Wir erzählen die Geschichte. Wer macht was warum. Wir verhandeln Liebe, Freundschaft, Macht und Verrat, und parallel dazu werden die Elemente der Erzählung reflektiert: Was ist ein König, was eine Königin? Was ist ein Drache? Was ist Liebe? Einer tut aus den richtigen Gründen das Falsche, eine andere aus den falschen Gründen das Richtige. Das Publikum kommt den sechs Figuren emotional nah, und dennoch bleiben sie einem fremd.
Welche Relevanz siehst Du darin, diese alten Konflikte heute zu erzählen?
Indem wir uns Geschichten erzählen, bestätigen und irritieren wir unsere Selbstbilder. Als Individuen und als Gesellschaft. Eine alte Geschichte zu erzählen, bedeutet, sie als weiterhin zutreffend, relevant und wirkungsmächtig zu billigen. Die großen Stoffe haben uns heute noch immer etwas zu erzählen, weil wir noch immer Täter und Opfer sind, noch immer Eltern und Kinder, Liebende und Leidende. Und dabei ändern sich wichtige Details. Steht Gunther auf Siegfried? Liebt Hagen Kriemhild?

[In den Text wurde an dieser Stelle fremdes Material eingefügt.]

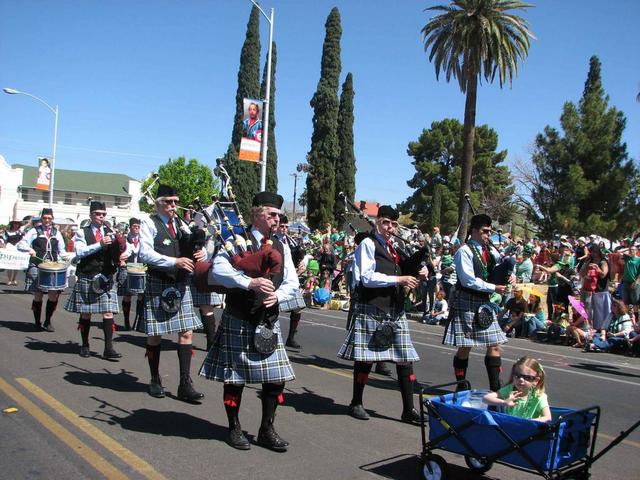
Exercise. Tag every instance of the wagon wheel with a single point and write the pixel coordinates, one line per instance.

Welchen Figuren kannst Du besonders viel abgewinnen und was machen sie aus?
Besonders spannend finde ich die Ehe von Gunther und Brynhild. Trotz einer Intrige und der einhergehenden Gewalt, die der Ehe vorausgingen, glaube ich, dass die beiden die zehn Jahre ihrer Ehe oder zumindest einen großen Teil dieser zehn Jahre glücklich gewesen sein können, bis die Lüge beziehungsweise ein Teil der Lüge herauskommt. Wir alle begeben uns täglich in Kompromisse, tun Dinge, von denen uns unser Bauchgefühl abrät. Wie viel Glück gibt es im Unglück? Und wie viel Unglück im Glück?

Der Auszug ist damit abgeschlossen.